Le domicile parisien de la patronne du FMI Christine Lagarde a été perquisitionné mercredi dans l'enquête sur le rôle de l'ex-ministre de l'Economie de Nicolas Sarkozy dans l'arbitrage litigieux sur la vente d'Adidas qui a permis à Bernard Tapie de toucher 400 millions d'euros.
A la demande des juges de la Cour de justice de la République (CJR), l'instance habilitée à juger des ministres pour des actes dans l'exercice de leurs fonctions, des policiers se sont rendus chez la patronne du Fonds monétaire international, dans un immeuble de sept étages d'une rue cossue du XVIème arrondissement.
"Mme Lagarde n'a rien à cacher", a dit à l'AFP son avocat Me Yves Repiquet sans préciser si les policiers avaient effectué des saisies. Il s'est dit satisfait par "tout ce qui peut servir à la manifestation de la vérité et exonérer (sa) cliente d'une responsabilité pénale".
L'avocat a précisé que sa cliente n'avait pas encore été entendue.
Le FMI a refusé de s'exprimer sur la perquisition mais a rappelé avoir apporté sa "confiance" à Mme Lagarde dans ce dossier avant sa nomination à la tête du Fonds, en juillet 2011, estimant qu'elle serait en mesure d'assurer efficacement ses obligations de directrice générale".
Ministre de l'Economie de 2007 à 2011 jusqu'à sa nomination au FMl, Mme Lagarde avait choisi de recourir à un arbitrage pour solder un contentieux entre le Crédit lyonnais et Bernard Tapie sur le rachat d'Adidas.
Le tribunal arbitral, une juridiction privée, avait condamné en juillet 2008 le Consortium de réalisation (CDR), structure publique qui gérait le passif du Crédit lyonnais, à verser à M. Tapie 285 millions d'euros d'indemnités (400 millions avec les intérêts).
La justice a ouvert une enquête qui comporte deux volets. Le volet ministériel, ouvert en août 2011 par la CJR pour "complicité de faux et de détournement de fonds publics", vise l'ex-ministre.
Jugeant "contestable" le recours à l'arbitrage, la CJR estime que Mme Lagarde s'est impliquée "personnellement" dans un processus comportant "de nombreuses anomalies et irrégularités".
La Cour la soupçonne d'"avoir personnellement concouru aux faits", en donnant des instructions de vote aux représentants de l'Etat dans le conseil d'administration de l'EPFR (Etablissement public de financement et de réalisation), l'entité contrôlant le CDR.
Mme Lagarde a justifié le recours à l'arbitrage pour mettre fin à une procédure, selon elle longue et coûteuse.
Deniers publics
Interrogée par les députés en 2008, elle avait répété avoir pris elle-même cette décision tout comme celle de ne pas former un recours contre cet arbitrage. Il s'agissait, selon elle, d'une décision personnelle prise sans ordre de l'Elysée.

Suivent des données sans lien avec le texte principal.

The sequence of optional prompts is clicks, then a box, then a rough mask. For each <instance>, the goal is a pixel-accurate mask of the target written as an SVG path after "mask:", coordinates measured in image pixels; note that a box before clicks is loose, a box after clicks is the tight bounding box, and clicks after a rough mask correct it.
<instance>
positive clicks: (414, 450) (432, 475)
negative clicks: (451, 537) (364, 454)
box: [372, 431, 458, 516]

Fin janvier, la directrice du FMI a réaffirmé que ce choix était "la meilleure solution à l'époque".
Pourtant, au printemps 2011, le procureur général de la Cour de Cassation, à l'époque Jean-Louis Nadal, avait saisi la CJR, n'épargnant pas Mme Lagarde.

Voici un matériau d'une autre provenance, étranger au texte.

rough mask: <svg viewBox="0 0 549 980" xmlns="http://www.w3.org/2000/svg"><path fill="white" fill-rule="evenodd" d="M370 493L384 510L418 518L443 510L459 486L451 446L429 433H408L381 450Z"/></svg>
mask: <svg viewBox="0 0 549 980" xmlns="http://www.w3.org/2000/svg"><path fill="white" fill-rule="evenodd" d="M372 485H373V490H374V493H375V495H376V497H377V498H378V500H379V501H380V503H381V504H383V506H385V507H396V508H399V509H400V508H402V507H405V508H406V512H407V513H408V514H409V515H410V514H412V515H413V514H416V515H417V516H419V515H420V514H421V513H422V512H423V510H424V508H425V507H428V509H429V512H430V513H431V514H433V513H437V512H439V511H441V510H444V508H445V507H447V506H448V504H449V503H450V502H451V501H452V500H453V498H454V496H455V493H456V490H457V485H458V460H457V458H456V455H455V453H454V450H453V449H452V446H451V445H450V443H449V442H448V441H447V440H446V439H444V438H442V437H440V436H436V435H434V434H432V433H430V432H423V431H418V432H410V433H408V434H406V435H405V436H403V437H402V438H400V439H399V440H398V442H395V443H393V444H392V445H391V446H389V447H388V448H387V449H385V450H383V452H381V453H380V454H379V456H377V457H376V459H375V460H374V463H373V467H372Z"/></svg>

Il lui reprochait d'avoir recouru à un arbitrage privé alors qu'il s'agissait de deniers publics, d'avoir eu connaissance de la partialité de certains juges arbitres, d'avoir fait modifier le protocole initial pour y intégrer la notion de préjudice moral - ce qui avait permis aux époux Tapie de toucher 45 millions d'euros - et de ne pas avoir exercé de recours contre cet arbitrage controversé alors que plusieurs spécialistes l'y avaient encouragée.
Dans le volet non ministériel, une information judiciaire a été ouverte en septembre 2012 pour "usage abusif des pouvoirs sociaux et recel de ce délit au préjudice du CDR. Cette enquête vise implicitement Jean-François Rocchi, le président du CDR, qui avait mis en oeuvre l'arbitrage, et Bernard Scemama, ancien président de l'EPFR.
Dans le cadre de ce volet, des perquisitions ont récemment été menées au domicile et au bureau de l'ancien secrétaire général de l'Elysée, Claude Guéant, aux domiciles de Bernard Tapie, de Stéphane Richard, directeur de cabinet de Christine Lagarde au moment de l'arbitrage et des trois arbitres qui en avaient fixé le montant.